Informa says physical events to return this year as vaccine hopes spark recovery in consumer confidence

Informa says physical events to return this year as vaccine hopes spark recovery in consumer confidence

Shares in Informa rose almost 2% on Wednesday, after the world’s biggest exhibition operator said that 2021 is likely to be a year of “return of physical events,” as hopes of COVID-19 vaccines spark a recovery in consumer confidence.

FTSE 100-listed Informa

said in a trading statement that it had extended the postponement for physical events outside of mainland China to late spring, but added that 90% of non-Chinese exhibitions planned in the year are now scheduled to run from June onward.

“As the vaccine and testing programs progress, markets gradually open up and customer confidence starts to recover in 2021, we are focused on making the most of physical event opportunities as they arise,” said Informa Chief Executive Stephen Carter.

“It is likely to be a year of return for physical events,
rather than full rebound and recovery but the shape and mix of our portfolio,
focused on major brands in major markets on major trade routes, puts us in a
good position,” he added.

Shares in Informa
which have fallen by more than 35% during the past 12 months, rose 1.86% in early morning London trading on Wednesday.

The company, which arranges more than 450 shows each year — including the Monaco Yacht Show, China Beauty Expo, World of Concrete and Arab Health — was forced to cancel or postpone hundreds of events last year, as the COVID-19 pandemic brought the global events circuit to a standstill. To help weather the crisis, Informa cut jobs, closed offices, raised £1 billion in equity and restructured its debt.
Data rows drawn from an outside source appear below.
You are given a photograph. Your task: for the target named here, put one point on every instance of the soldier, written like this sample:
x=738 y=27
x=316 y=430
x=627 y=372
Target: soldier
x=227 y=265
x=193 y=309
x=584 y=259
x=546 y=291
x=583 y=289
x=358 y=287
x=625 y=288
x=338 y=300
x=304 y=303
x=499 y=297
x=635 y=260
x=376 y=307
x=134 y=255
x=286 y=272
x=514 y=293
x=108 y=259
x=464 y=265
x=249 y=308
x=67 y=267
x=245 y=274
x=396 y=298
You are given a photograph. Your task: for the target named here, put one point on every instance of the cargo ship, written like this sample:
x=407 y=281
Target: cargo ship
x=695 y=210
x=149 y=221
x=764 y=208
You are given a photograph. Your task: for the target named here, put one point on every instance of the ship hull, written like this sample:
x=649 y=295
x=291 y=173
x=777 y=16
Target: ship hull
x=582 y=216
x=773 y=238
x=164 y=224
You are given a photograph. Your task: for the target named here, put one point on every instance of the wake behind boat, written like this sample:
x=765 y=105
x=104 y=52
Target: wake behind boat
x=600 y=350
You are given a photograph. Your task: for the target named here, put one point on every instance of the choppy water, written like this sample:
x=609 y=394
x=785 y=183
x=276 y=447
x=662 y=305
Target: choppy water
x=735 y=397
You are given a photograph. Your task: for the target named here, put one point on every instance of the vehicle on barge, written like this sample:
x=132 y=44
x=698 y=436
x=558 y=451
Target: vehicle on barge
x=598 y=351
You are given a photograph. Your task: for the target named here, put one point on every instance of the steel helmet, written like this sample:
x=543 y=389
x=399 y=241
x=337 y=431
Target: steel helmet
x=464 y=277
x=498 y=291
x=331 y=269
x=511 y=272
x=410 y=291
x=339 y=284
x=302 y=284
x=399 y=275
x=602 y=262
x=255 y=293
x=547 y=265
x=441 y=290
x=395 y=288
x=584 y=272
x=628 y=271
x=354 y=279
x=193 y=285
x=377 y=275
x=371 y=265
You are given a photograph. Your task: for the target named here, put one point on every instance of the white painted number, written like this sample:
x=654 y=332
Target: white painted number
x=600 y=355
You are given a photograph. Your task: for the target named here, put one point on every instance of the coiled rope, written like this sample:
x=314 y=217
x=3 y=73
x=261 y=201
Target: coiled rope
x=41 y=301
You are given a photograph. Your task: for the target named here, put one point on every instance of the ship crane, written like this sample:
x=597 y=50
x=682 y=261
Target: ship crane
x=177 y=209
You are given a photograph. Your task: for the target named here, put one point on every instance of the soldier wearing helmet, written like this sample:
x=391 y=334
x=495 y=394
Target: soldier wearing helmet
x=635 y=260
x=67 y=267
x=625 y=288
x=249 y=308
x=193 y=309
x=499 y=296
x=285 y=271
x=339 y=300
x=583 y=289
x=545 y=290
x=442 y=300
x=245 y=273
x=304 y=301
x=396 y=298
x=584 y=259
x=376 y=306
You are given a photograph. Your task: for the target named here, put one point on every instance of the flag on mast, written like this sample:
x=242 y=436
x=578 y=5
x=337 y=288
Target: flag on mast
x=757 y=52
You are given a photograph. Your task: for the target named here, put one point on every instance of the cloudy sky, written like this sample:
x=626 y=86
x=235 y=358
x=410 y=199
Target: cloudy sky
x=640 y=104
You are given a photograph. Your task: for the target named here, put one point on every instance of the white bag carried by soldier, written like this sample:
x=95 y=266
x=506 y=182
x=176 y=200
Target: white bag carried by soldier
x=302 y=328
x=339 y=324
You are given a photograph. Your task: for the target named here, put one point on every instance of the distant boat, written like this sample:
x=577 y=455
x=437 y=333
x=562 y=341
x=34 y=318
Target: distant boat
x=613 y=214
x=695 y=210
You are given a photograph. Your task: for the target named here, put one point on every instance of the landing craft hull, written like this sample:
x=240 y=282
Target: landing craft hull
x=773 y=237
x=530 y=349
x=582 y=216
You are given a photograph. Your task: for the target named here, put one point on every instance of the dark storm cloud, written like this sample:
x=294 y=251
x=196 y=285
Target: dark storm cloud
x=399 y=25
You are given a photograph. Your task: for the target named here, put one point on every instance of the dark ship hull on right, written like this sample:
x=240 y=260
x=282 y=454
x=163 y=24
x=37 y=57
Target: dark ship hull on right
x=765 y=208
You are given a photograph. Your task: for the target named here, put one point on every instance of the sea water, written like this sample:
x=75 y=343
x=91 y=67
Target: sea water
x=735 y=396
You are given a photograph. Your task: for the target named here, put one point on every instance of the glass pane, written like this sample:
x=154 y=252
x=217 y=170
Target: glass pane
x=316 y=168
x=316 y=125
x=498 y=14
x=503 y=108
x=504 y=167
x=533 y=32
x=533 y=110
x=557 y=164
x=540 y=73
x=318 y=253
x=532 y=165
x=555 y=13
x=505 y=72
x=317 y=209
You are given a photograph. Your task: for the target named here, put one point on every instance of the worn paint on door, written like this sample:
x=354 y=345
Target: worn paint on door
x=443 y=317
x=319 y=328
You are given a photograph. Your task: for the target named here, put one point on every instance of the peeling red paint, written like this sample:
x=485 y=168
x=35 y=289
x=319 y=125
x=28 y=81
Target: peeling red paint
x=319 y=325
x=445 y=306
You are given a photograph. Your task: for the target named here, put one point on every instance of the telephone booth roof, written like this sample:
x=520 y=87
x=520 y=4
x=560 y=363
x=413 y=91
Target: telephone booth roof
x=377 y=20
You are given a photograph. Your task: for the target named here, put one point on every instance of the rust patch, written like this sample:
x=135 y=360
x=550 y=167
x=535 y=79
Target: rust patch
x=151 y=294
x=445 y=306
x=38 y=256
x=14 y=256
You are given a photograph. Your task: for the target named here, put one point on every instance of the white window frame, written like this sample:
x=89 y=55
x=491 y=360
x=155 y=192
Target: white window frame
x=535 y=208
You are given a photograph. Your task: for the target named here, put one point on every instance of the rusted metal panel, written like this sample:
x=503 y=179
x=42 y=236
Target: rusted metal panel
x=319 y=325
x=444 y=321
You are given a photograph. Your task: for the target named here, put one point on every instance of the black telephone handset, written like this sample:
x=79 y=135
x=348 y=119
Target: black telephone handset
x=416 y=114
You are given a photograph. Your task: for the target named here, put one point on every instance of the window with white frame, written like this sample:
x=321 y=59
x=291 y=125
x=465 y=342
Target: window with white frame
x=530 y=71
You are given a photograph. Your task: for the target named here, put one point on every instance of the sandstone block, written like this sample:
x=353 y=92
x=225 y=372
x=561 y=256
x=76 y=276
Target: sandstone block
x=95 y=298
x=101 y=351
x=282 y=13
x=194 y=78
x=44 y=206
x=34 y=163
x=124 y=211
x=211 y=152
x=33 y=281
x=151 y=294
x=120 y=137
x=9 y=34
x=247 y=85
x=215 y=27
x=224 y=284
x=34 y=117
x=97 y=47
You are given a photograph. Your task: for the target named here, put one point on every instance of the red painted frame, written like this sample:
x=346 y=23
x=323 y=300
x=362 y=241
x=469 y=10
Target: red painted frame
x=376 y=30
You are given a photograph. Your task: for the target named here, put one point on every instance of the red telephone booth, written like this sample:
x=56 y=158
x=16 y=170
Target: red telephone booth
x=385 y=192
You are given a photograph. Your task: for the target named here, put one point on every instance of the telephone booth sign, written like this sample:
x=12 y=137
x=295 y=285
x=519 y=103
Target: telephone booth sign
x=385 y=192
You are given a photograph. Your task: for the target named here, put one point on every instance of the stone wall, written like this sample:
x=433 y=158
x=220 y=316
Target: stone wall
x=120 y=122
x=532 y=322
Read: The live-events business has lost more than $30 billion during the pandemic

In the last few months of 2020, however, Informa was able to run its first physical events in Thailand, Hong Kong, Taiwan, Egypt, and Japan, as well as its first outdoor event in North America, the Fort Lauderdale International Boat Show.

“Whilst the latter was smaller in scale than the 2019 edition, the quality of exhibitors and attendees was strong, highlighting the ability to run secure outdoor events within the boundaries of COVID-19 restrictions,” Carter said.

Informa said it expects adjusted operating profit in the range of £250 million ($341 million) to £270 million for the year ended Dec. 31, 2020. That compares with a profit of £933 million a year earlier. Revenue is set to reach more than £1.6 billion ($2.2 billion) compared with £2.9 billion in 2019.

After the pandemic fueled demand for virtual events, Informa said the digital experience it had gained through the year had “significantly accelerated” its digital product development, which it now planned to develop further to help the company’s products and brands remain relevant in a post-pandemic world. 

The company said its subscription-led business has also proved to be resilient, contributing more than £300 million to adjusted operating profit in the year.

Russ Mould, investment director at AJ Bell, said the return of events in mainland China gives some scope for optimism and shows what could happen in the West, once vaccination programs are rolled-out and confidence begins to return.

“The shares are still down by a third from where they were a year ago so investors clearly remain cautious about the pace, and extent, of any upturn in demand, but at least the balance sheet and subscription revenues mean they can afford to be patient,” Mould said.

Informa also announced the appointment of John Rishton, former chief executive of engineering company Rolls-Royce
as its new chairman. He will take over from current chair Derek Mapp in June.